Wie das genau vonstatten gehen könnte, beschreibt Kurzweil so: „Die wichtigste Funktion der Nanobots um 2030 wird darin bestehen, unseren Geist buchstäblich zu erweitern, indem sie biologische und nicht biologische Intelligenz verknüpfen. [...] Man kann nicht oft genug betonen, dass sich unser Denken gegen Ende der ersten Hälfte des einundzwanzigsten Jahrhunderts auf überwiegend nichtbiologische Substrate verlagern wird. [...] Dadurch werden wir unsere Mustererkennungsfähigkeiten, unser Gedächtnis und unsere allgemeine Denkleistung drastisch verbessern können. Außerdem wird mit dieser Technik direkte drahtlose Kommunikation von Gehirn zu Gehirn möglich.“

DIE SORGEN DES GENIES

Selbst Stephen Hawking, der sich offen für extreme Vorsicht beim Umgang mit solcher Technologie ausgesprochen hat, hält ein geistiges Verschmelzen mit superintelligenten Maschinen für unumgänglich.

 

Bitte rufen Sie sich beim Weiterlesen ins Gedächtnis, dass dies die Aussagen eines der angesehensten Intellektuellen unserer Zeit und nicht die Hirngespinste eines Verschwörungstheoretikers sind.

 

So warnte er in einem Interview mit dem FOCUS-Magazin zuerst erneut vor den Gefahren durch eine Symbiose mit Maschinen, ergänzte aber, dass wir dennoch „diesen Weg einschlagen [sollten], wenn wir wollen, dass biologische den elektronischen Systemen überlegen bleiben. Anders als unser Intellekt verdoppeln Computer ihre Leistung alle 18 Monate. Daher ist die Gefahr real, dass sie Intelligenz entwickeln und die Welt übernehmen. Wir müssen also schnellstens Techniken entwickeln, die eine direkte Verbindung zwischen ­Gehirn und Computer ermöglichen, sodass die Kunsthirne zur menschlichen Intelligenz beitragen, anstatt sich gegen uns zu stellen.“

 

Wenn eine solch tiefe Verschmelzung von Mensch und Technologie tatsächlich stattfindet, wird dies ethische, moralische und philosophische Fragestellungen aufwerfen, wie wir sie uns heute nur schwer vorstellen können. Welche Rolle spielt der einzelne Mensch in einer Welt, in der jedes Gehirn mit einem unendlichen Wissensspeicher ­verbunden ist? Ab welchem Punkt der Entwicklung muss man anerkennen, dass eine Maschine menschlich denkt? Wenn die Neuronen im Gehirn eines Menschen Stück für Stück durch leistungsfähigere Nanobots ersetzt werden –  gibt es einen Punkt, an dem der Mensch, aufhört, zu existieren und sich stattdessen in eine Maschine verwandelt hat? Diese und unglaublich viel mehr grundsätzliche Fragen wird es zukünftig zu klären geben.

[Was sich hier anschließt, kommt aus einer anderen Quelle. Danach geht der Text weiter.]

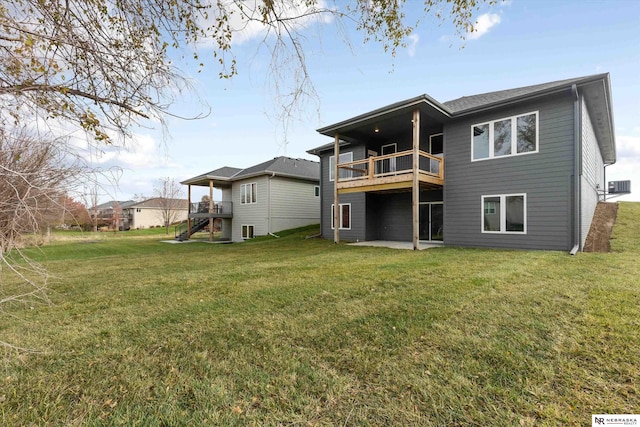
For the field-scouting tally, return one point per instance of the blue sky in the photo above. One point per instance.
(520, 43)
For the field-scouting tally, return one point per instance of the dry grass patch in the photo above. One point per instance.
(304, 332)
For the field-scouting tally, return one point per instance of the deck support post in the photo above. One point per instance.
(336, 205)
(211, 204)
(415, 189)
(189, 212)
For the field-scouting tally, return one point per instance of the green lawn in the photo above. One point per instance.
(304, 332)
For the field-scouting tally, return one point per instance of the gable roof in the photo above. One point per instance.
(490, 99)
(283, 166)
(159, 203)
(112, 204)
(278, 166)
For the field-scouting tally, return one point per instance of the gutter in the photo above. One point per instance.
(577, 241)
(269, 205)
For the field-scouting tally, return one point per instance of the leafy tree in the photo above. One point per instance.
(106, 64)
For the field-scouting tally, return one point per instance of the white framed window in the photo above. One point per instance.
(344, 158)
(248, 193)
(504, 213)
(511, 136)
(345, 216)
(247, 231)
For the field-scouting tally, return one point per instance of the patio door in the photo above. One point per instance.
(389, 165)
(431, 221)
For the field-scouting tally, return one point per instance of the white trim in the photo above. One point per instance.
(340, 216)
(503, 213)
(514, 137)
(242, 234)
(332, 166)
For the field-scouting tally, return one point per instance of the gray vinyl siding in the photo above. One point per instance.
(390, 217)
(293, 204)
(592, 173)
(357, 200)
(250, 214)
(545, 177)
(227, 223)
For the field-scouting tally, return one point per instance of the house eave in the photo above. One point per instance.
(278, 174)
(423, 101)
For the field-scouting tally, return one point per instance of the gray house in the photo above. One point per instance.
(519, 168)
(278, 194)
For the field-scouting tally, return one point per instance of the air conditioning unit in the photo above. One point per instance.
(619, 187)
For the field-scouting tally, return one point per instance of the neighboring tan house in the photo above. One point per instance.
(110, 214)
(519, 168)
(279, 194)
(155, 212)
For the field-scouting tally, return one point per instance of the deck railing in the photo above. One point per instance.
(390, 165)
(218, 208)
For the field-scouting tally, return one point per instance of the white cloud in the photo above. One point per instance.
(483, 24)
(246, 23)
(627, 166)
(413, 44)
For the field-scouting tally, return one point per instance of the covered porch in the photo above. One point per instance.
(204, 213)
(403, 152)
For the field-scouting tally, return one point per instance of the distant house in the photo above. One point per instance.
(275, 195)
(110, 214)
(518, 168)
(155, 212)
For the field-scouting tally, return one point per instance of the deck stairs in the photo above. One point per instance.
(195, 227)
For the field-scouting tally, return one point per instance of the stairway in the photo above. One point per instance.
(197, 226)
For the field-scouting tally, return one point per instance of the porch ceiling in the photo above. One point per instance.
(393, 121)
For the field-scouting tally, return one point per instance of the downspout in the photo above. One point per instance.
(604, 184)
(273, 174)
(576, 170)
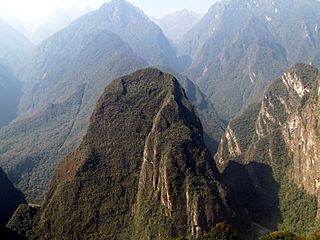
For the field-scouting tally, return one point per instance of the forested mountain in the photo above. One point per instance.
(10, 93)
(239, 47)
(14, 47)
(142, 170)
(270, 153)
(65, 82)
(175, 25)
(64, 78)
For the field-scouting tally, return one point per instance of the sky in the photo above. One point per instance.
(33, 10)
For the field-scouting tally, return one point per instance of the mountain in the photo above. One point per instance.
(10, 199)
(177, 24)
(14, 47)
(56, 21)
(142, 170)
(239, 47)
(213, 126)
(269, 153)
(10, 93)
(66, 75)
(133, 27)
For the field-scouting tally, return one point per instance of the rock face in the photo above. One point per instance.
(276, 147)
(142, 170)
(10, 92)
(177, 24)
(10, 199)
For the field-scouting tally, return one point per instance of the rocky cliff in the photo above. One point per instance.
(142, 170)
(10, 199)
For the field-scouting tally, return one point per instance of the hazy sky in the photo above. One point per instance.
(35, 9)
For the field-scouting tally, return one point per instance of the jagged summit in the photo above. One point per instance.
(275, 146)
(142, 170)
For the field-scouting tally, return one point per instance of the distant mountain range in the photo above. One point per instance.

Wie sehen mögliche Antworten auf diese essentiellen Fragen aus?

Quellen

Kurzweil, R.: Menschheit 2.0, Die Singularität naht, Lola Books, Berlin, 2013.

Sanger, L.:  Individual Knowledge in the Internet, In: Educause Review, März/April 2010, S. 17.

Farah, M., u. a.: Neurocognitive Enhancement: What can we do, and what should we do?, In: Nature Reviews Neuroscience 5, Nr. 5, 2004, S. 421-425.